A couple of years ago, my wife told me that she wanted a divorce. I recently read an article claiming that anywhere from 60 percent to 85 percent of divorces are initiated by the wife. How likely are men to initiate divorce compared with women?

Nathan, 30, Indiana

Dear Nathan,

I’m not sure where you got your numbers, but they’re not far off. A review of the literature on divorce that appeared in the journal American Law and Economics Review in 2000 (I can’t find anything as comprehensive published since then) found that 60 percent to 80 percent of divorces in the U.S. are filed by women.

MONAYou might be surprised to learn that the female majority in divorce filings isn’t a modern phenomenon. The researchers, Margaret F. Brinig and Douglas W. Allen, looked at 25 different U.S. data sets. The oldest examined the 9,937 divorces that took place nationwide in 1867 and found that 62 percent were filed by women.
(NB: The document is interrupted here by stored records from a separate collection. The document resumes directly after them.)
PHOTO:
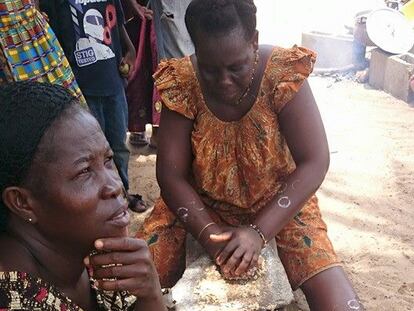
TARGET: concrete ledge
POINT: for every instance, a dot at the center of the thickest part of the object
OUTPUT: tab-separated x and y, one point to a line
334	51
398	71
377	67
The researchers looked at different variables to understand why divorces tend to be filed by women. They suggest three main explanations:

  1. Over-exploited wives who do the majority of housework and parenting may feel that they have nothing to lose by leaving.
  2. Wives may have already benefited from financial investments made by a husband (for example, paying for education) and no longer require his support.
  3. Wives expect to get, and subsequently keep, custody of their children — if they didn’t, they probably wouldn’t file for divorce. (This is by far the most statistically significant explanation.)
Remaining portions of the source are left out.